Hereditary pancreatitis is a rare disease that is similar to chronic pancreatitis except for an early age of onset and evidence of hereditary factors (involving an autosomal dominant gene with incomplete penetrance). A genomewide search using genetic linkage analysis identified the hereditary pancreatitis gene on chromosome 7. Mutations in ion codons 29 (exon 2) and 122 (exon 3) of the cationic trypsinogen gene cause autosomal dominant forms of hereditary pancreatitis. The codon 122 mutations lead to a substitution of the corresponding arginine with another amino acid, usually histidine. This substitution, when it occurs, eliminates a fail-safe trypsin self-destruction site necessary to eliminate trypsin that is prematurely activated within the acinar cell. These patients have recurring attacks of severe abdominal pain that may last from a few days to a few weeks. The serum amylase and lipase levels may be elevated during acute attacks but are usually normal. Patients frequently develop pancreatic calcification, diabetes mellitus, and steatorrhea; in addition, they have an increased incidence of pancreatic carcinoma, with the cumulative incidence being as high as 40% by age 70 years. A recent natural history study of hereditary pancreatitis in more than 200 patients from France reported that abdominal pain started in childhood at age 10 years, steatorrhea developed at age 29 years, diabetes at age 38 years, and pancreatic carcinoma at age 55 years. Such patients often require surgical ductal decompression for pain relief. Abdominal complaints in relatives of patients with hereditary pancreatitis should raise the question of pancreatic disease.

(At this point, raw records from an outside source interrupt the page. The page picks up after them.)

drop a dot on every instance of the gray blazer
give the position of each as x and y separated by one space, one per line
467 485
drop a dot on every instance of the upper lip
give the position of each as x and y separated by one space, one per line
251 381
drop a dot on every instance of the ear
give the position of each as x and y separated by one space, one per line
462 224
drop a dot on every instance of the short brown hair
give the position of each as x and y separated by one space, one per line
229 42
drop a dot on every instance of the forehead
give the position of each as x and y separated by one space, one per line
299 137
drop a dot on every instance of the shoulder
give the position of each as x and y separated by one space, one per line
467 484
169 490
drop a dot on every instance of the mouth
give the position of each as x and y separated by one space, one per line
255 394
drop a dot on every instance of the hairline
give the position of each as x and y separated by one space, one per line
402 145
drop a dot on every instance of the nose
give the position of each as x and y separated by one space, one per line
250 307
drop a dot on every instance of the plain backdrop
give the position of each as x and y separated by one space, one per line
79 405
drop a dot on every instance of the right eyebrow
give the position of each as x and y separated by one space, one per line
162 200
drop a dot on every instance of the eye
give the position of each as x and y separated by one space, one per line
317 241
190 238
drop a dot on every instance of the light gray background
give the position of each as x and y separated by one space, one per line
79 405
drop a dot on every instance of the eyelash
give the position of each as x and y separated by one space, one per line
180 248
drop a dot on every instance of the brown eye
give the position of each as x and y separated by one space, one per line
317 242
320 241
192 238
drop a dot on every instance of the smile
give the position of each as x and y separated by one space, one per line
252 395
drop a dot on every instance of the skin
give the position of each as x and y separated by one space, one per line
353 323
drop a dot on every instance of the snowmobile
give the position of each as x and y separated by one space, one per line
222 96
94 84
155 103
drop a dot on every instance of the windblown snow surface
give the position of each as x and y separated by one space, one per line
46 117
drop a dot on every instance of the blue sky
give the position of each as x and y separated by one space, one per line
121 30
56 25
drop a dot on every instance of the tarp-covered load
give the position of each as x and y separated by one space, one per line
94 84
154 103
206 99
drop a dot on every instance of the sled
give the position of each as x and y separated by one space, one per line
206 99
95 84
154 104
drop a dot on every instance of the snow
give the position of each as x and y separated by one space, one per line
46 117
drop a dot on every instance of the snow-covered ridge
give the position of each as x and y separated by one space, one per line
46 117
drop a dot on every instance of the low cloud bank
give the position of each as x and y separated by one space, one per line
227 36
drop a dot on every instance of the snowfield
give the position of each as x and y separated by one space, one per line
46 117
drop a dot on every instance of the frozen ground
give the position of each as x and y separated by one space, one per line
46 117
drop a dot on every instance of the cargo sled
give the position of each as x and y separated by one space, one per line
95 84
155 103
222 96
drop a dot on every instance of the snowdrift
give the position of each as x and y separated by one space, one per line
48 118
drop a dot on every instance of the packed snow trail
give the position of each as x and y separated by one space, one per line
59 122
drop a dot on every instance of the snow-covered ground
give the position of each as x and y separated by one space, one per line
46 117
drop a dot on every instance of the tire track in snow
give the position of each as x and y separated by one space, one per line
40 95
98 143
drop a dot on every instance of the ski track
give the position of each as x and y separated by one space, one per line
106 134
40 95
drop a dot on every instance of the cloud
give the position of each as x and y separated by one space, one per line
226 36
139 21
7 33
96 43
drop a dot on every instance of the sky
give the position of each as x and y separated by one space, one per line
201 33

Pancreatic Secretory Trypsin Inhibitor (PSTI) Gene Mutations
PSTI, or SPINK1, is a 56-amino-acid peptide that specifically inhibits trypsin by physically blocking its active site. SPINK1 acts as the first line of defense against prematurely activated trypsinogen in the acinar cell. Recently, it has been shown that the frequency of SPINK1 mutations in patients with idiopathicchronic pancreatitis is markedly increased, suggesting that these mutations may be associated with pancreatitis.
Pancreatic Endocrine Tumors
Pancreatic endocrine tumors are discussed in Chap. 350.